Friday, January 1, 2010

The Lost Decade

The last decade I lost my childhood, dependence, school days, innocence, carefree attitude, home, taste buds, television …. Of the ten years, I spent 9 in hostels in 3 different cities of India. Many more years of this ordeal is still in the pipeline.

The months leading to April’00 were spent in studies and reading Hardy Boys with the days inching towards Class Xth. I was a proud fellow and pride comes before the fall. I got my first sub-80 mark that also in mathematics. I came 4th in my class. That’s another low. Luckily, I had got the jolt in time. I sprang back and gave a good Xth and secured a healthy 85% in boards next year. This was my first lesson of how vanity leads you to disaster. I have tried to stay put on the firm ground ever since.
My father was transferred in June’00 and we started living alone for the first time. Frequent fights occurred when I tried to be the boss unsuccessfully. I learnt early that I was bad in anything except studies. Just before my boards, I lost my beloved grandfather. He is the one from whom I learnt so many things and it was really sad for me that I couldn’t be near him at his last time.
All my friends, as well as me, decided not to attend SNS for our high-secondary. My parents consulted my uncle and sent me to Holy Home, Serampore, West Bengal. That was the worst decision I ever took. My studies dipped like anything. I enjoyed my life like anything and put on studies on hold until it was too late. The only favourable outcomes were friends like Arijit and Sanjay and the worldly wisdom I got. I grew up mentally and declined academically.
I immediately decided not to attend college in West Bengal. I came back home. My all aims of becoming an engineer had evaporated. I tried to study for entrances to IIT and AIEEE but to no avail. My interest in engineering had decreased and I was actually developing interest in basic sciences. The environs of Dharampeth Science College were not buzzing with science but somehow my interest just went on increasing. By the end of 3rd year, I had two jobs in MBT (now TechMahindra) and Progeon (now Infosys-BPO). With a brief stint of 2 days at Progeon, I bade goodbye to IT forever. I couldn’t secure admission to Pune University in the first try and hence I tried hard and secured the next time. I joined Pune not only because Physics was at best here but also because of Astrophysics course being taught at IUCAA.
In the graduation days I slowly lost all my school friends. Only Amoni and Kaustubh somehow stayed afloat. Others found it convenient to detach themselves. Good for me. I learnt my lessons in friendship. I was insulted and sad but slowly I forgot their existence. शायद पुराने वस्त्र बदलने का समय आ गया था |
I may have lost these fellows but I gained two valuable friends in Aniket and Prasad, loving and caring teachers in Likhite Maam, Dhule Sir, Shende Sir and others. My student Nauty is another gain as is my room owner Sathe Aajoba. When I look back it seems not a bad deal to bargain the so-called friends with these lifelines.
I studied Physics first time in Pune. Till then it was only notes. I fell in love with the subject and have decided to dedicate my life to it both as a livelihood and as a passion. Panat sir’s theory of 10+2+3=0 is not a fallacy. It’s a truth which even ‘3 Idiots’ is propagating. Apart from a lifelong association with Physics, Department of Physics gave me wonderful teachers and friends both in the department and in IUCAA. Aradhana, Avdhoot, Kaushalya, Anustuv and Barrel will always remain special in my life.

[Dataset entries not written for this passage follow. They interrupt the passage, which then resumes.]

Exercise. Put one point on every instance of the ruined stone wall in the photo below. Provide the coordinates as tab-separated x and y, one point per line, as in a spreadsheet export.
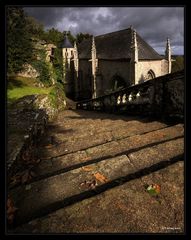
109	68
161	97
85	78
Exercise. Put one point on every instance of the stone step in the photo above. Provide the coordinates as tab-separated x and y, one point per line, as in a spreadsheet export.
89	139
127	208
111	149
50	194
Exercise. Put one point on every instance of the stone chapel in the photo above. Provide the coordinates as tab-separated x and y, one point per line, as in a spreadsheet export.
109	62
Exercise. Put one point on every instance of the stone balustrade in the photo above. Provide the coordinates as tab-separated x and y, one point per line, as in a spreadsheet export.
162	96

It also provided me the opportunities to come across real physics, allowed me to see Jayant Narlikar face to face, allowed me to visit TIFR, GMRT, IUCAA, PRL and now IIA. It has provided me with an identity which was in doldrums during my graduation days. I had lost self-belief and purpose for the life. It all was reinstated thanks to them. Now I can look into anybody’s eyes and won’t give a damn to their bull-shit. Let anybody suggest anything, I’ll do what I want.
Mobiles and Orkut are the revolutionary ideas of the last decade. They have made the world a small village and all of us its citizens. They helped me to gain access to all my Holy Home friends who were all but lost. Communication was the most important thing of the last decade. It’s the next after the computers and genetic research of last century.
With the hope that all goes well in decades to come for the whole mankind and December 21, 2012 just remains another date in the history of mankind, I finish this piece.

P.S: My New Year wish to the almighty is that apart from bringing peace and prosperity to the entire universe; please do me a personal favour. Please don’t call me before I see the Halley’s Comet!